Kari by Amruta Patil
When I first encountered Kari, by Indian graphic novelist Amruta Patil, I thought it might be too grim for me—the stark black and white images were so unsettling, and echoing some of the most disturbing images in religious comic books I had grown up with. But in the end, the book leaves you breathless, and extremely glad to be alive. Kari explores the aftermath of an attempted double suicide by two women lovers, herself and her lover Ruth, and the titular character’s subsequent survival (and rebirth) in the shadow community of the gutters of Mumbai and against the challenges of the 2008 recession as it affected the city, including during terror attacks in fall of that year.
Wet Moon, by Sophia Campbell
Wet Moon portrays a compelling goth scene, in some ways following the tradition of the Hernandez brothers’ Love & Rockets (which introduced the idea of the punk rock scene as multiracial and as available to Latinx women as it was to white women). Body positivity of very diverse shapes is celebrated in the book. The story starts in the town of Wet Moon, focusing on Cleo Lovedrop and friends Trilby Bernarde, Audrey Richter, and Mara Zuzanny, all art students. There is courage in the portrayal here of sexual violence and its survivorship.

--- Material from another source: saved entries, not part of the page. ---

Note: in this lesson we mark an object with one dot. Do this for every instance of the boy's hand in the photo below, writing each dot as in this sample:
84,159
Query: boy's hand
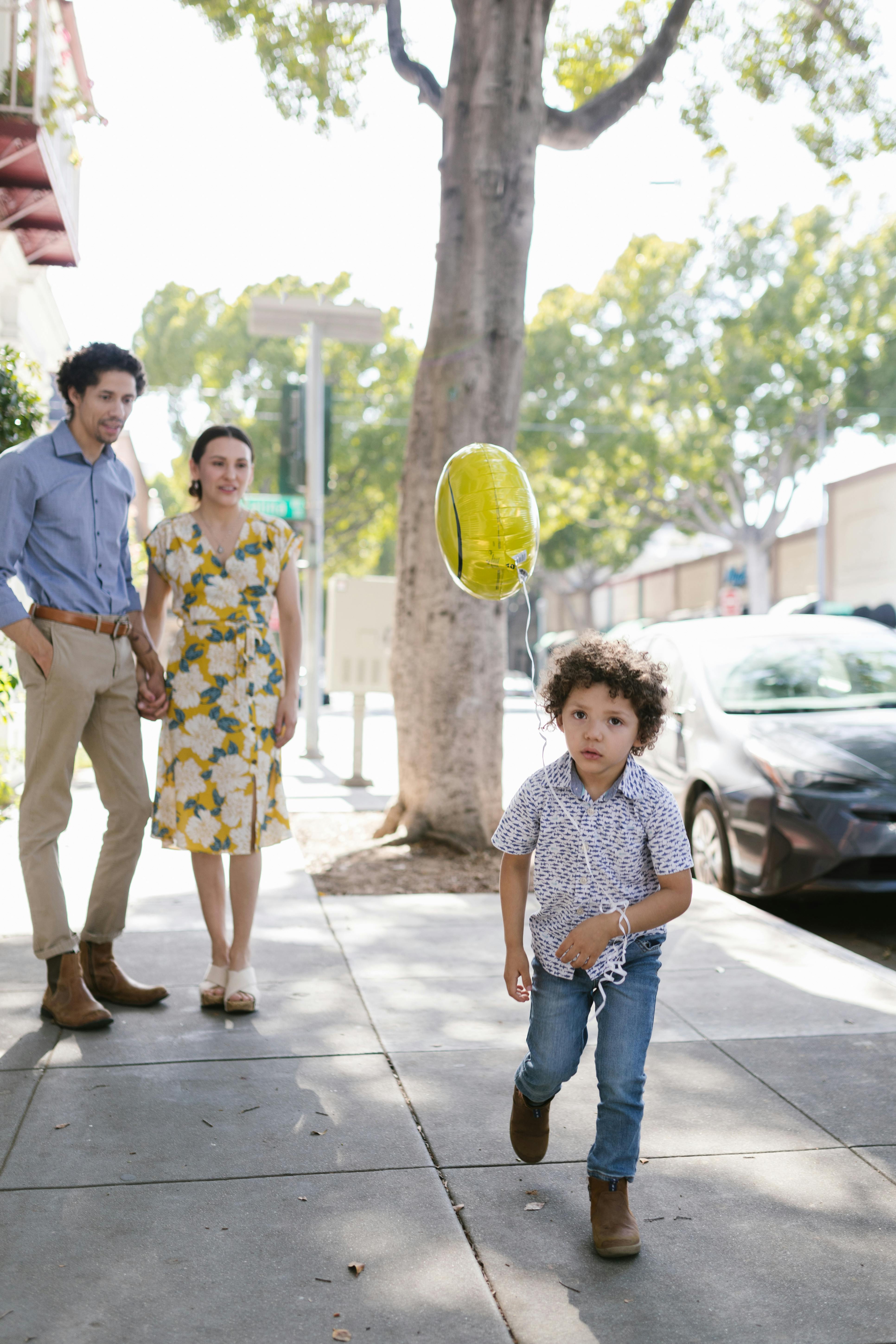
582,948
517,967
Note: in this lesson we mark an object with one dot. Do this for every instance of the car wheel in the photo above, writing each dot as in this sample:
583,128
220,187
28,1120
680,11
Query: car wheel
710,846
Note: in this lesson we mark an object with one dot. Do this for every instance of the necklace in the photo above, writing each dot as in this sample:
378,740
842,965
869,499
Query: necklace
221,549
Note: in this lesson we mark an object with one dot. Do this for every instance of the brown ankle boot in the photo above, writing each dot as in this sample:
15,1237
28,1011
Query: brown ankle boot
107,980
530,1128
613,1226
68,1002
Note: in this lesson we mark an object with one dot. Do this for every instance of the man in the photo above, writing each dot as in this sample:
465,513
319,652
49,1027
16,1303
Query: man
64,531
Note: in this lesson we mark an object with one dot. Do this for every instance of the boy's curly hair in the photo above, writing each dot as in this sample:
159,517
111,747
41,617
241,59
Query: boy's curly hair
594,661
85,367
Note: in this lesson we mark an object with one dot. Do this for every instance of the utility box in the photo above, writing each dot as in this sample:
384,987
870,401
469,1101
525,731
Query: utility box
360,615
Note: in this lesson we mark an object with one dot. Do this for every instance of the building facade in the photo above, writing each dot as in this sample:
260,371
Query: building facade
852,557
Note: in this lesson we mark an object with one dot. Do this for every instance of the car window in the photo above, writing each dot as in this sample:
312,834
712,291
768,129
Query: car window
764,674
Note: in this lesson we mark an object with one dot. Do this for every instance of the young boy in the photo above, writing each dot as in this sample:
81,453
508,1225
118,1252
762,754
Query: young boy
608,838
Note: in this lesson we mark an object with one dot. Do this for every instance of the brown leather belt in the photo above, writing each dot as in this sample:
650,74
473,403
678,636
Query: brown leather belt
97,624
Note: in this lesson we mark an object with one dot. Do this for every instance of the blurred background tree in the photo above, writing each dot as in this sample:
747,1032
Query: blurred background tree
22,409
819,56
700,385
199,349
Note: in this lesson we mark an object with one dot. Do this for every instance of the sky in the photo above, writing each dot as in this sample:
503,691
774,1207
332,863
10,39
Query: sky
198,179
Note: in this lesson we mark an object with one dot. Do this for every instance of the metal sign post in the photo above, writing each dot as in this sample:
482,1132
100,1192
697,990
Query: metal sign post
339,322
315,573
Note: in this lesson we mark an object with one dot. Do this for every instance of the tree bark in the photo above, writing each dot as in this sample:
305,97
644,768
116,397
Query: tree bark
449,650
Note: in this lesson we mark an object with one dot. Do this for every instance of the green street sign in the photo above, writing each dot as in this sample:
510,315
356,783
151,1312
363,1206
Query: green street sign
277,506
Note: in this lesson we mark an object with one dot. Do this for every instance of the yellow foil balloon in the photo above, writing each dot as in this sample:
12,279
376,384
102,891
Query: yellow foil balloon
487,521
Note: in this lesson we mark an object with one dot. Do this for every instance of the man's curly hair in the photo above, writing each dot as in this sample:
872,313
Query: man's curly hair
85,369
594,661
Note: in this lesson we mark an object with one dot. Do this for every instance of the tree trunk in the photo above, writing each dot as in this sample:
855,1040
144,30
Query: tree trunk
449,652
758,577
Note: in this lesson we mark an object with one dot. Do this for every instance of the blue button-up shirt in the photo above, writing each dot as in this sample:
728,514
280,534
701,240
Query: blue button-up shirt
592,855
64,529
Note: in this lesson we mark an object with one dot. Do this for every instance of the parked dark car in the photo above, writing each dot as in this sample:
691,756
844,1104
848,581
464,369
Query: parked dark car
781,750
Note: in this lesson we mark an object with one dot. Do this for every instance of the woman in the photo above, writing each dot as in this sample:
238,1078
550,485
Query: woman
233,706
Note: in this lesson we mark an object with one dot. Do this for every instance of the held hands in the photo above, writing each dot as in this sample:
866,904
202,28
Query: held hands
285,721
517,967
152,698
582,948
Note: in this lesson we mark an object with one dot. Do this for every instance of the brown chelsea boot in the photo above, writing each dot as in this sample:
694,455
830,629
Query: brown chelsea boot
530,1128
68,1002
105,979
613,1226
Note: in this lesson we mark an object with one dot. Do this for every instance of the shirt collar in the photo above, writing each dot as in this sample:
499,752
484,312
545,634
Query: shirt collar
66,445
628,783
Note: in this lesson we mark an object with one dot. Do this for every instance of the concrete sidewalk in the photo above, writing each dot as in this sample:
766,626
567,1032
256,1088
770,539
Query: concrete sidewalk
178,1205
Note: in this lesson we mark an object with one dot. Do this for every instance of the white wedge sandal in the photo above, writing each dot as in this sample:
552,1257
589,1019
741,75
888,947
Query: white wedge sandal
242,980
216,979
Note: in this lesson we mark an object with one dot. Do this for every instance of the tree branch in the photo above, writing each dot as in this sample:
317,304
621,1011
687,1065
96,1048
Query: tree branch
430,91
578,130
823,14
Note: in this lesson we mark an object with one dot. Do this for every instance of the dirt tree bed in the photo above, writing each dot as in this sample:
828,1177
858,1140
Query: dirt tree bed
344,859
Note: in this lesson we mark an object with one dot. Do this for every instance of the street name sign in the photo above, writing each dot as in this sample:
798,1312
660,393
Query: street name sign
292,507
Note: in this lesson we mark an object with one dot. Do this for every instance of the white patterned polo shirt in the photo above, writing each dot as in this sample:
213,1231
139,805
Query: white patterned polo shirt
631,834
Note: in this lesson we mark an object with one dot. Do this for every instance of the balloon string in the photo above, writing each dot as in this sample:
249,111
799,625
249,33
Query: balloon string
616,971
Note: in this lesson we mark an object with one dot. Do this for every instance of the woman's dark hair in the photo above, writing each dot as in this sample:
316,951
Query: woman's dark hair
593,661
206,439
85,367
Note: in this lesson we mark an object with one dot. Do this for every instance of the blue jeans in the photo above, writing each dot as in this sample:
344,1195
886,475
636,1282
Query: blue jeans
559,1031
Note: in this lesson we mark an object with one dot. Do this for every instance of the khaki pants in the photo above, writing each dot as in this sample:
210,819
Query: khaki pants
91,697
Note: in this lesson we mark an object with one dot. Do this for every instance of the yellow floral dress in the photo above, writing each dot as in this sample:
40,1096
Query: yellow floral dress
217,755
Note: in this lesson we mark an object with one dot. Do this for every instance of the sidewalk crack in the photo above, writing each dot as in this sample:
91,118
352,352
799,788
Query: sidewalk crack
421,1131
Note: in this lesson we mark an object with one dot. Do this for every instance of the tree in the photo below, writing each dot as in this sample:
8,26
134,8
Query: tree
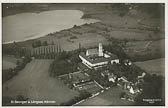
45,43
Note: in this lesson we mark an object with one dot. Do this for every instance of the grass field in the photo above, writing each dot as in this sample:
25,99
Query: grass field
110,97
156,66
8,62
34,82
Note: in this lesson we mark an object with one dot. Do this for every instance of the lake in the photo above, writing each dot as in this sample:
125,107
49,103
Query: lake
27,26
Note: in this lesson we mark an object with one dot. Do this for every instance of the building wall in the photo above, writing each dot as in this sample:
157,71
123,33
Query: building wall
90,65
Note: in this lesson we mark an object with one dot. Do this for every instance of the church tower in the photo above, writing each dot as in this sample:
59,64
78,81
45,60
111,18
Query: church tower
100,49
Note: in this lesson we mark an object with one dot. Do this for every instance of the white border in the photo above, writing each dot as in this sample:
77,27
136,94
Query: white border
94,1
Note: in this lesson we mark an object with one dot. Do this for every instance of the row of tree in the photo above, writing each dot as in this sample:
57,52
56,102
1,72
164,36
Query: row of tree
39,43
64,63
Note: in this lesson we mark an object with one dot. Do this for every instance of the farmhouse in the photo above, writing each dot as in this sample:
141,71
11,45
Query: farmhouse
94,58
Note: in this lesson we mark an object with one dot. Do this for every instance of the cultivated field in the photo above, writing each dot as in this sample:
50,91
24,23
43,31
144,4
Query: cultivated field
35,83
110,97
156,66
8,62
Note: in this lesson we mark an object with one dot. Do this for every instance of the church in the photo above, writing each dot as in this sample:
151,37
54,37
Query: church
97,57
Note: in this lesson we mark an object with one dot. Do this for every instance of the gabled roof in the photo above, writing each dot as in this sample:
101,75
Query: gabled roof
97,59
93,51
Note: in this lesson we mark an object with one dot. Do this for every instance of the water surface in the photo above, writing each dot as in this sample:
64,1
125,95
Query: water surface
26,26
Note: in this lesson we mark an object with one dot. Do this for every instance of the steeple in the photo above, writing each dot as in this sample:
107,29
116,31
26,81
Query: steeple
100,49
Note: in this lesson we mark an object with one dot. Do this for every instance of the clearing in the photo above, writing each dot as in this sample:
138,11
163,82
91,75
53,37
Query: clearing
110,97
35,83
156,66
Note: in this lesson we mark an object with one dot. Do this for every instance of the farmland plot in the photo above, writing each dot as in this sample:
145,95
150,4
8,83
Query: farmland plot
156,66
34,83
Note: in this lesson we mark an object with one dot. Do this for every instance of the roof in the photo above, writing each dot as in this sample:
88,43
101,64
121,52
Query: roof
97,59
93,51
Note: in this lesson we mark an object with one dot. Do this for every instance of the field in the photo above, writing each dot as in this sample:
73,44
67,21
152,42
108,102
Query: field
156,66
110,97
8,62
82,81
34,82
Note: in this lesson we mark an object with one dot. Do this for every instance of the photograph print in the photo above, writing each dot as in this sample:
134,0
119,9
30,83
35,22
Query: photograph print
83,54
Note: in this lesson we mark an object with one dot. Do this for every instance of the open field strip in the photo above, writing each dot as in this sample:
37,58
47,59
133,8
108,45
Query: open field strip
34,82
155,66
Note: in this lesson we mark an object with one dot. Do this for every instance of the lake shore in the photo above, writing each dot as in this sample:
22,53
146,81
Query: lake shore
111,26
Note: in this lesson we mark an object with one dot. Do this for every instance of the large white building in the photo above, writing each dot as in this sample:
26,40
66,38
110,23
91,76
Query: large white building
94,58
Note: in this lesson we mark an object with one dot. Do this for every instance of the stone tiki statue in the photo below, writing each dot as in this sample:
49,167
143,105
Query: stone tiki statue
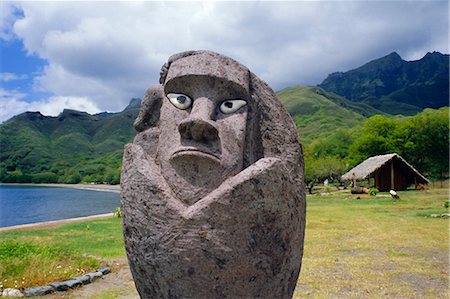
213,197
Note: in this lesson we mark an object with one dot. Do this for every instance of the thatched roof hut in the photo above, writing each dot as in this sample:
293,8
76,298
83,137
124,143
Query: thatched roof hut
390,172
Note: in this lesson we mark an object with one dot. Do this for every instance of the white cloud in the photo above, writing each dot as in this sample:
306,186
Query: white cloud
109,53
6,77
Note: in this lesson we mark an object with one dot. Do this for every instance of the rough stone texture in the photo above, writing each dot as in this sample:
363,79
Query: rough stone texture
85,279
38,291
95,275
12,293
104,270
213,203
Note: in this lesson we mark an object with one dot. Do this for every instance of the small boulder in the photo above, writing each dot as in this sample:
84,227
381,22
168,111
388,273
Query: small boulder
85,279
38,291
104,270
12,292
73,283
95,275
59,286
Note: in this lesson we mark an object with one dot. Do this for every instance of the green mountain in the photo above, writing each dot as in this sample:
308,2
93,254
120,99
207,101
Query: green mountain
78,147
395,86
72,147
318,113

Luisa: Now and Then by Carol Maurel and Mariko Tamaki
Co authored by two American Library Association Stonewall Honorees, Luisa: Now and Then is a particularly delightful and precisely-drawn graphic novel about a 32 year old artist/ photographer being brought in dialogue with her teenage self on the streets of 1990s Paris. What more could you need?
Monstress by Marjorie Liu and Sana Takeda
Starting with the elaborate, gilded cover art: the work is gorgeous and intricate, fashioning a kick-ass marginalized rebel heroine, Maika Halfwolf, who could eat Katniss Everdeen for breakfast (literally). Nudity, fury, revenge—what women are finally able to be like, when free of the confines of “the likeable woman” expectation guiding much of commercial literature.
My Favorite Thing is Monsters, by Emil Ferris
Winner of an 2018 LGBTQ Lambda Literary Award in the Graphic Novel award, this story centers on a 10-year-old queer girl, Karen Reyes, as she investigates the death of her Holocaust-survivor neighbor against a backdrop of the monsters she imagines herself as being, like the drawing she makes of herself as a werewolf chasing a village of women. This book, because of its juxtaposition of a “comic” story arc with reproductions of works from the Art Institute of Chicago and elsewhere in the city, is considered to have elevated the graphic novel genre, but come at a great physical cost to the artist, who labored over the book for years while recovering from hand and arm paralysis from West Nile virus. Ferris is also an inspiration in that she began this debut work only after the age of 40.